What do you make of articles like this one that point out how studies show that non-parents are happier than parents? They say that parents are more susceptible to depression and anxiety and that they're more likely to experience negative emotions than non-parents. What do you think?
I guess for me... I don't determine the success of my life based on how satisfied I've managed to make myself. I think that we probably put too much emphasis on the idea of personal fulfillment. We've kind of twisted the concept to mean that everybody is entitled to everything they want. I don't believe that. I believe that everybody is entitled to have the things they deserve.
If you have children, and so you can't become an archaeologist, like you've always wanted, you're suddenly unfulfilled. We treat ourselves and our lives the same way we treat acquiring possessions. We don't have to work for the things we want, anymore. It's unheard of to save and work and save and work until we have actual money to buy a new refrigerator, or whatever. We just decide we want something and we buy it. We can worry about how we're going to pay for it later. I'm not saying it's a bad thing, even, to be able to finance the things we want to have. I just think that, as a culture, we believe that we're entitled to things that we aren't.

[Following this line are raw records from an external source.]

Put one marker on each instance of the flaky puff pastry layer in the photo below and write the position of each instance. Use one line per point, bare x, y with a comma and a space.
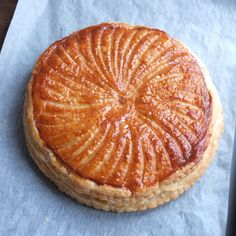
134, 192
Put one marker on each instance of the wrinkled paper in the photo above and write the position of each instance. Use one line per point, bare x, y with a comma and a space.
29, 203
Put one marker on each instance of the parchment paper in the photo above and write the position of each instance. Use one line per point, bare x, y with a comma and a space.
29, 203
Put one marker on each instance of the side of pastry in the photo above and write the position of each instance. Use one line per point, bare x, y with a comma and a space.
122, 118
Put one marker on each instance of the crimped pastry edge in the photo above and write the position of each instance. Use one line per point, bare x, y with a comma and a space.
110, 198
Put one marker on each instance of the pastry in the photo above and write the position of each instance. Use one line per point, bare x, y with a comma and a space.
122, 118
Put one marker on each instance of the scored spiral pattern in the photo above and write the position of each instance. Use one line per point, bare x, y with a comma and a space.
121, 105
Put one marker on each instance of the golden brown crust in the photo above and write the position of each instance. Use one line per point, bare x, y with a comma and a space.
110, 198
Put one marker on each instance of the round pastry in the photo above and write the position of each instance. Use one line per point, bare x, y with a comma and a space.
120, 117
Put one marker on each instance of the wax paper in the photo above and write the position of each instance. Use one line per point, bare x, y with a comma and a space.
30, 204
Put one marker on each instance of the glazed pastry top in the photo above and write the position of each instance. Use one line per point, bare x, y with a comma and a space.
121, 105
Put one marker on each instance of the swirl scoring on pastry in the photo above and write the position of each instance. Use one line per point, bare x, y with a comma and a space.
121, 105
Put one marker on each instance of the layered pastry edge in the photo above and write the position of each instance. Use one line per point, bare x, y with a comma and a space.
110, 198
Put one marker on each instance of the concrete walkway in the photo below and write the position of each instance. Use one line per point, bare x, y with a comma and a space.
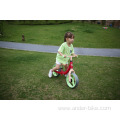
53, 49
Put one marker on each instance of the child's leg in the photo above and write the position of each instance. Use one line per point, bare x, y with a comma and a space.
56, 67
66, 66
71, 70
51, 70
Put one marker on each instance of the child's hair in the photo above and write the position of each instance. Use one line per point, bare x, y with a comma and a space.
68, 35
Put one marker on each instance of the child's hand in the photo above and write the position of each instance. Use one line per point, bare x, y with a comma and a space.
64, 56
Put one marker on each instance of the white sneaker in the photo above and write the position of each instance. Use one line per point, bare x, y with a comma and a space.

The point of my life isn't to feel good. I like to feel good. I try to engineer myself to feel as good as possible. But the point of my life is to be good. To do good.
Some people don't, but I waned when I was left up to my own devices. The strongest feelings I had pertained to myself, and I used myself up. When I had my first child, I stopped living a masturbatory, self-inspecting existence, and started putting in time and work to be something really, honestly, amazingly good for somebody else. I had a reason to do good and to be a force of positivity in the world. Every day. I didn't care about whether or not I was an honest and positive force in my own life before, but I care a ridiculous amount about being a force of light in the lives of my kids. I'm making them. Whether or not every moment of feeding, cleaning, guiding, bathing, protecting them is fun, I'm spending my life making people. At the end of my life, I won't be responsible for my own fulfillment; I'll be responsible for theirs. If both of my girls are grown and happy and well-adjusted, I could care less whether or not I ever got to act out my personal goals. Hopefully I will, and I'll keep trying at them... but everything else, happily and honestly, is secondary to my kids.
Since we evaluate our sense of happiness based on a principle of instant gratification, (get what you want and work out deserving it, later)... parenting feels like a sorry choice for a lot of people. There is no longer termed endeavor than raising children. The ways I manage my choices and treat myself aren't necessarily apparent in them, now. They're babies. But, when they're grown and they have the opportunity to exert themselves onto the world, I'll find out how I did. I'll find out whether these long days of working and saving and working and saving were worth it. I have not always harbored a secret desire to scrape poop off of diapers. That isn't going to make me fulfilled in my every day life. But, my kids are happy. They feel safe. They feel important and invincible. I'll scrape poop all day for the rest of my life to be able to say, "I made these beautiful, invincible girls. They love themselves because of me."
It totally does cross my mind that this is all just biology. Maybe articles like this one are right, and parents are fools who have been tricked into living a life they don't want because of an urge to propagate the species. I've said this before, but I'm willing to accept that. I'm willing to accept that the way i love my kids with focused and intent ferociousness is a tool of evolution. The babies born to mothers who didn't love them like the sky was falling down didn't thrive. I am totally willing to believe that my love was scientifically engineered, and that all the love and loss I've ever experienced can be connected back to the fact that I'm human. I'm an animal and I mated.
But, I contend that there is magic in that biologically engineered love. Because I'm a fool for science, I can stare at my sleeping daughter and feel complete. I can hug my three year old and feel firmly rooted to the ground. I can feel the entire human experience in my blood, the primordial ooze welling up between my toes. I feel like I might not ever achieve the things I've dreamed for my personality, for my surface self. I might not ever be something impressive. I'll keep trying, but maybe I'll just be me. At least I can hold my daughter's hand and I'm holding the hand of god.
A lot of people find the idea of a science based faith to be sad or empty. They think that love means less if you're able to say, "Love is only science." The whole world is science, though. The reason why I cried when my baby was born, isn't important. The only thing that matters is that, upon hearing her first cry, I was flooded with a sense of understanding about myself and about the way life works. I felt, "Yes. I was meant to be here. I have been waiting all my life to hear your voice." Maybe I won't ever be an archaeologist. Maybe I won't ever own a boat or live on the beach. Maybe I won't even be a real writer. Maybe I won't travel or be self-sustaining. I might not ever be one of the things we consider, as a culture, to be fulfilling, but I've got science on my side, and as long as I have my girls... poop scraping and nose blowing and butt wiping and sleep deprived and poor and everything... I'm the thing I was meant to be.